A thousand times no. I wish I could manage to
make you really understand that when you give
money to artists, you are yourself doing an artist's
work, and that I only want my pictures to be of
such a quality that you will not be too dissatisfied
with your work.
+ If I were to think of and dwell on disastrous
possibilities, I could do nothing. I throw myself
headlong into my work, and come up again with
my studies; if the storm within gets too loud,
I take a glass too much to stun myself.
+
You can't be at the pole and the equator at the
same time. You must choose your own line, as I
hope to do, and it will probably be color.
+
I am not strictly speaking mad, for my mind is
absolutely normal in the intervals, and even more
so than before.
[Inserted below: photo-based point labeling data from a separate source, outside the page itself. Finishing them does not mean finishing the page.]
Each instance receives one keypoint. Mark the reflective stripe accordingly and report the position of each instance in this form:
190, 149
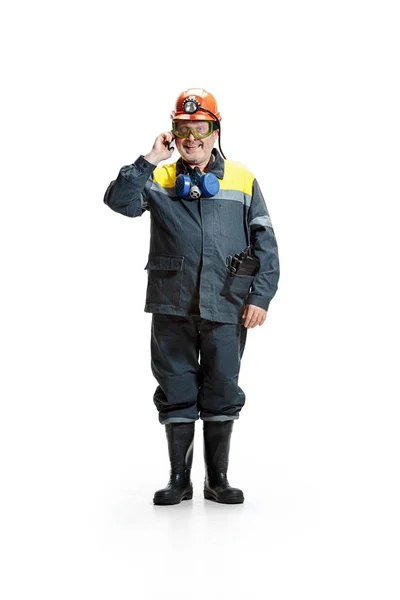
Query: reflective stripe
233, 195
265, 221
145, 205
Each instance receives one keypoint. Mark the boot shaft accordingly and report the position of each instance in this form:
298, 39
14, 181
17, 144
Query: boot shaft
217, 437
180, 438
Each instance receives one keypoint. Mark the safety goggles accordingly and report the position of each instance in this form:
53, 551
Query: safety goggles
199, 129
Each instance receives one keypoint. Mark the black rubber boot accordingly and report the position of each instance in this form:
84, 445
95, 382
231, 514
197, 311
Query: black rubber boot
217, 436
180, 438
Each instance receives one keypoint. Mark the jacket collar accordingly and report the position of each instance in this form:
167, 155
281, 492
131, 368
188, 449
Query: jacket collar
216, 166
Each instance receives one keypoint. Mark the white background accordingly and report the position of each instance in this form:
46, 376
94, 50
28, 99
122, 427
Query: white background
309, 97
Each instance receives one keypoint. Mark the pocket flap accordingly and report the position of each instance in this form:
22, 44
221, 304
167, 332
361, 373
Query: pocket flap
164, 262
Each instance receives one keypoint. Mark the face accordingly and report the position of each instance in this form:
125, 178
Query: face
196, 151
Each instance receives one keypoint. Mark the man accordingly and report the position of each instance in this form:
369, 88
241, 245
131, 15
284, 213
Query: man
213, 268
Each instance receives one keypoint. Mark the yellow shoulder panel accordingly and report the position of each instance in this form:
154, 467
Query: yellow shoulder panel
165, 175
237, 177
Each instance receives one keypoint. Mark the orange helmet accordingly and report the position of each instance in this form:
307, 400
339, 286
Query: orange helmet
190, 103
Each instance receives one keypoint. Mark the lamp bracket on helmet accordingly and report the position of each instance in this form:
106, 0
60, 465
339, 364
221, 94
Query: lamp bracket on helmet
191, 105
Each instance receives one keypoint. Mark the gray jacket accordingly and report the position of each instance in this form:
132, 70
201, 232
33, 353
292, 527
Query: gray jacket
191, 239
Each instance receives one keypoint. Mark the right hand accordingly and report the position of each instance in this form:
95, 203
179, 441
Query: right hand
160, 151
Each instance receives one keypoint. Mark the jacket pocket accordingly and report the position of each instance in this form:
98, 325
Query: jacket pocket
164, 282
236, 288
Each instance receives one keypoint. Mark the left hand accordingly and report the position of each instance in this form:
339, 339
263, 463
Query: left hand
254, 315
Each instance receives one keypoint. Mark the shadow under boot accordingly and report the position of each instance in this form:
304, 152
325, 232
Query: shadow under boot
217, 435
180, 437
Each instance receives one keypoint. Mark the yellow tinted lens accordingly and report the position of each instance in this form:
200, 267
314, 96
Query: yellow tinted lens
199, 129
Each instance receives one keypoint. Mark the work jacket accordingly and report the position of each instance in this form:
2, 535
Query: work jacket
191, 239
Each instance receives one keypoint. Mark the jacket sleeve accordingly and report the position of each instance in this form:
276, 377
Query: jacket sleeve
263, 242
128, 193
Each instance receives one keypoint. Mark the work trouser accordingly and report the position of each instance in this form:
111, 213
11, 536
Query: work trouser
188, 389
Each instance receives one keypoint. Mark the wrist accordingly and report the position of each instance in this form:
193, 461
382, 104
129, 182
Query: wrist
152, 158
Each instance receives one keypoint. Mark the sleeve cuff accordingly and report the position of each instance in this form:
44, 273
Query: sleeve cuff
259, 301
140, 167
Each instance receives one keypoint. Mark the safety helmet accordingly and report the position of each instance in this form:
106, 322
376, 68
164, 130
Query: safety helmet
197, 105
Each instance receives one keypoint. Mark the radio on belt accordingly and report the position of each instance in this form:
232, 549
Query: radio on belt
243, 263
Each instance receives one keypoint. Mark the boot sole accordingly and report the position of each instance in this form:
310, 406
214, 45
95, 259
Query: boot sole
168, 502
238, 499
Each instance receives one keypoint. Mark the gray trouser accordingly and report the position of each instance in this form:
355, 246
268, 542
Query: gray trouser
189, 389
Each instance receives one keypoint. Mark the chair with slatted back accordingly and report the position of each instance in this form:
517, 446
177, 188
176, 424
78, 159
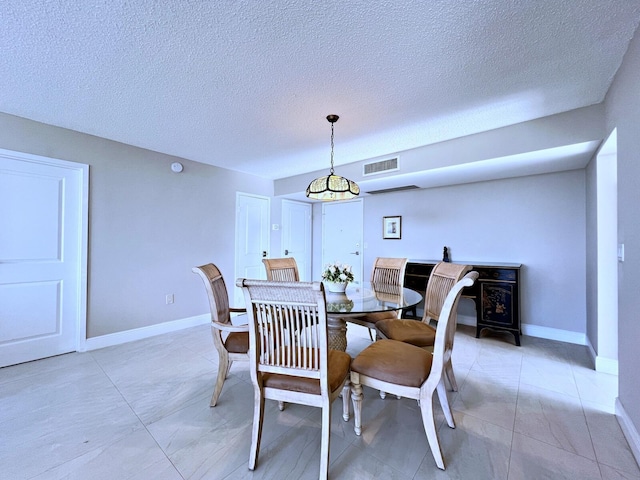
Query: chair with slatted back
235, 345
411, 372
387, 272
421, 334
289, 356
281, 269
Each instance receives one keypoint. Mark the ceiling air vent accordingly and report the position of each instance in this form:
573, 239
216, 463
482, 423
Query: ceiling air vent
382, 166
394, 189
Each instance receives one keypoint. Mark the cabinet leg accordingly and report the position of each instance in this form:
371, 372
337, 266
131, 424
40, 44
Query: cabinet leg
517, 336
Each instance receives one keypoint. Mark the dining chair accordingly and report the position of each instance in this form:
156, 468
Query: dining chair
281, 269
386, 271
409, 371
421, 333
289, 357
235, 345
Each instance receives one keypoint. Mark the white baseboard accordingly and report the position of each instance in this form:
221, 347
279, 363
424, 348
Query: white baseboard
554, 334
600, 363
144, 332
628, 429
536, 331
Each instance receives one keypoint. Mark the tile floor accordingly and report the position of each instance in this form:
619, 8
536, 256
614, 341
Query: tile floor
141, 411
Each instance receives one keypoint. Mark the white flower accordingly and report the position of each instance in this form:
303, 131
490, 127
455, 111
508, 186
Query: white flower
337, 272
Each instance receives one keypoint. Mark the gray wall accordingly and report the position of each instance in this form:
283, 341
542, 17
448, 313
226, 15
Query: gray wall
623, 112
592, 254
147, 225
538, 221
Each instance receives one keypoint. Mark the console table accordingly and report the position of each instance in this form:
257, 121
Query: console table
496, 293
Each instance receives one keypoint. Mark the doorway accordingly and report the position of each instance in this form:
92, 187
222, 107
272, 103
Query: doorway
43, 256
252, 238
296, 235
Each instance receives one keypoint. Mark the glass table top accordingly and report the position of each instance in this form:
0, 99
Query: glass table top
370, 298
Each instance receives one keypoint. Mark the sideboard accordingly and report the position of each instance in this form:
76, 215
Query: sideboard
496, 293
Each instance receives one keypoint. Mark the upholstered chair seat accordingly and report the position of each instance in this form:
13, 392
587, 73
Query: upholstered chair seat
409, 331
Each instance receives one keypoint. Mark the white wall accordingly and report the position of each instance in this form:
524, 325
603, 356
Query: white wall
538, 221
148, 226
623, 113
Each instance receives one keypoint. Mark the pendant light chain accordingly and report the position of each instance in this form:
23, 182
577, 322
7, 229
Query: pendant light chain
331, 171
332, 187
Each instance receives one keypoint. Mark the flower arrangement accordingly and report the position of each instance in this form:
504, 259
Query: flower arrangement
336, 307
337, 273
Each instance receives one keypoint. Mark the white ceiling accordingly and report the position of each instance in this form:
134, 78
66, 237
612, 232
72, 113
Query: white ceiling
247, 85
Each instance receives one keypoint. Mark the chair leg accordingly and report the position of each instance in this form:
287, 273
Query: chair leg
356, 397
256, 433
426, 407
444, 403
448, 371
325, 439
223, 369
346, 394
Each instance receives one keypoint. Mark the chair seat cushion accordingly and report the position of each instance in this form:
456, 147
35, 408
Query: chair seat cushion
337, 371
394, 362
237, 342
409, 331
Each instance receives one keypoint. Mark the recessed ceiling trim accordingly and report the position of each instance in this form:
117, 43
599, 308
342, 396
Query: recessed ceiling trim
393, 189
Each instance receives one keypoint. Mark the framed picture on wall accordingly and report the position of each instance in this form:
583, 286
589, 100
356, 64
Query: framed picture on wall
392, 227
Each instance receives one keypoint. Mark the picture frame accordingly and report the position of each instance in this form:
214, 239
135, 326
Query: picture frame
392, 228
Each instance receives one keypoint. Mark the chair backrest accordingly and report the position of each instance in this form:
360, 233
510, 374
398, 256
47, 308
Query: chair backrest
442, 279
285, 318
281, 269
389, 271
443, 345
216, 292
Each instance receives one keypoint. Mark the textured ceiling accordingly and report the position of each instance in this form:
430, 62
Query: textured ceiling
247, 84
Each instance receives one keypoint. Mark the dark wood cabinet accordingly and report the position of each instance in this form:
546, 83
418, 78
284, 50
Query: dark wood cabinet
496, 293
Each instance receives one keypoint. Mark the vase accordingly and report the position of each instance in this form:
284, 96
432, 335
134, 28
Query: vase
336, 287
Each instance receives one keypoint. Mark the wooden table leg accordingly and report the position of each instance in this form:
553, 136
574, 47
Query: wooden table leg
337, 333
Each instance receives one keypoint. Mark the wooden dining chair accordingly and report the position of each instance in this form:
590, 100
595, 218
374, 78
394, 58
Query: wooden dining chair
289, 357
234, 346
409, 371
422, 334
281, 269
386, 271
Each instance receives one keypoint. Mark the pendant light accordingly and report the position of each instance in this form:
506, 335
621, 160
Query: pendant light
332, 187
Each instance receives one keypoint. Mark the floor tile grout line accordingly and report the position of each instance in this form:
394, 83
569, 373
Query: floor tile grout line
138, 417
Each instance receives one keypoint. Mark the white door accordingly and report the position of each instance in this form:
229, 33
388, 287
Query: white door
43, 225
296, 235
342, 226
252, 238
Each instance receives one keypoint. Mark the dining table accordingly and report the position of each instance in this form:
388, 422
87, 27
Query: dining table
361, 299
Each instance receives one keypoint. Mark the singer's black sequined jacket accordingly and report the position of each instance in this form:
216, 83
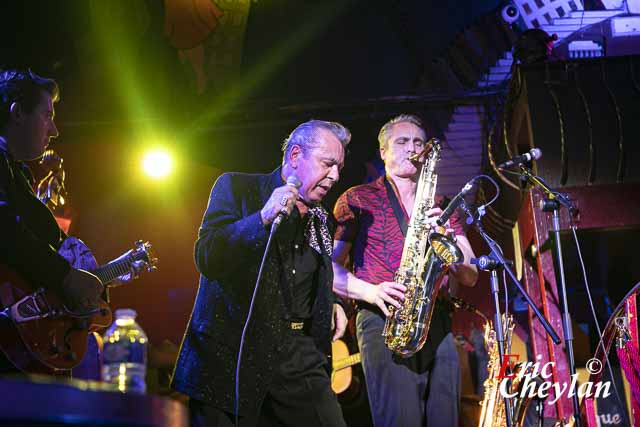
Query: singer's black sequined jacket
228, 252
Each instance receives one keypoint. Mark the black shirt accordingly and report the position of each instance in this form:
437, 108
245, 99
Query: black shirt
305, 261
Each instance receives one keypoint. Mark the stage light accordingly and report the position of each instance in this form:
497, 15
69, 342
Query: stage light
157, 164
510, 14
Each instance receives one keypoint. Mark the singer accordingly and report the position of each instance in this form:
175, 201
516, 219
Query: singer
425, 388
283, 376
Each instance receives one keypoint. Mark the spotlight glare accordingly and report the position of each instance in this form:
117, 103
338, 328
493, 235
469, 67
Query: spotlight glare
157, 164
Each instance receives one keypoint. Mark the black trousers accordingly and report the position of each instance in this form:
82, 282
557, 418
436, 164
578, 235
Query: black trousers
299, 395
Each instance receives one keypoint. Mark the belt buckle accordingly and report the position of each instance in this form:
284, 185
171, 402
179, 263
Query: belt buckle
296, 326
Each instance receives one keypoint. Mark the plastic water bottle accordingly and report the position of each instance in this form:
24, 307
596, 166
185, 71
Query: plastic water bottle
125, 354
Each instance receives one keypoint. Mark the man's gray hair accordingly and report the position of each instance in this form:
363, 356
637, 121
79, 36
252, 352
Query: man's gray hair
383, 136
304, 136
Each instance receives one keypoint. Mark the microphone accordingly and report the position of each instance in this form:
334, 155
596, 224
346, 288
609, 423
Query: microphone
485, 262
454, 203
533, 154
293, 181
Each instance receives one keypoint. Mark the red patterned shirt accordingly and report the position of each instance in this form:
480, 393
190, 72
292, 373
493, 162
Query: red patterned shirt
366, 219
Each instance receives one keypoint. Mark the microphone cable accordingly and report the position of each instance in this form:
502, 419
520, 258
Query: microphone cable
623, 406
246, 326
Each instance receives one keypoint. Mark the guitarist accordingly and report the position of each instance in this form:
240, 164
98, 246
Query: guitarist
29, 233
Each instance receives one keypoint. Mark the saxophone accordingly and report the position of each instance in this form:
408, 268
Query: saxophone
426, 257
492, 413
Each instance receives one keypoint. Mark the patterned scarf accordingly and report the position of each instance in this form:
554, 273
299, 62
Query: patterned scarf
317, 227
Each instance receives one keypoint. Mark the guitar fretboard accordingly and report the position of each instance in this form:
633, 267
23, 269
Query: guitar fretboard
109, 272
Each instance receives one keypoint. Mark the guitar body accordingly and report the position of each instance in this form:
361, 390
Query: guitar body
41, 336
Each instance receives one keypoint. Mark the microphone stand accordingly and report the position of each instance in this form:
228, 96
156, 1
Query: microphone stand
552, 204
501, 262
496, 254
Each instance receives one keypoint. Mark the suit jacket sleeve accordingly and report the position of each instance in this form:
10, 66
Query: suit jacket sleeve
32, 256
229, 237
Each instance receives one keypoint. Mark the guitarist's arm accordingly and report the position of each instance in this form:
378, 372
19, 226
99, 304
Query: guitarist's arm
35, 257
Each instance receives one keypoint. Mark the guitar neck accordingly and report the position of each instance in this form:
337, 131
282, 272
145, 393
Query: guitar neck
346, 362
109, 272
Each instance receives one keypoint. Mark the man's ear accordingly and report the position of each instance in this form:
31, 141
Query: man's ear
16, 112
294, 156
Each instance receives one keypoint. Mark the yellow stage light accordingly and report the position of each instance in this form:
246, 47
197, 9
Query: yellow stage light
157, 164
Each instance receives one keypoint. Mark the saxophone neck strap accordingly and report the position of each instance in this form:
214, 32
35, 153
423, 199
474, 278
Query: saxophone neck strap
397, 209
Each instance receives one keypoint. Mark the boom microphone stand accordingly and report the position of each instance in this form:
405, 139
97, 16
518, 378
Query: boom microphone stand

But during the attacks it is terrible
- and then I lose consciousness of everything.
But that spurs me on to work and to seriousness,
as a miner who is always in danger makes haste
in what he does.
+
I am risking my life for my work, and half my
reason has gone.
+
I certainly hope to sell in the course of time,
but I think I shall be able to influence it most
effectively by working steadily on, and that at
the present moment making desperate efforts to
force the work I am doing now upon the public
would be pretty useless.
+
My opinion is that the best thing would be to
work on till art lovers feel drawn toward it of
their own accord, instead of having to praise
or to explain it.
+
I tell you, the more I think, the more I feel
that there is nothing more truly artistic than
to love people.
+
The only time I feel alive is when I'm painting.
+
I want to touch people with my art. I want them
to say 'he feels deeply, he feels tenderly.'
+
The emotions are sometimes so strong that I work
without knowing it. The strokes come like speech.
+
It is not the language of painters but the language
of nature which one should listen to, the feeling
for the things themselves, for reality, is more
important than the feeling for pictures.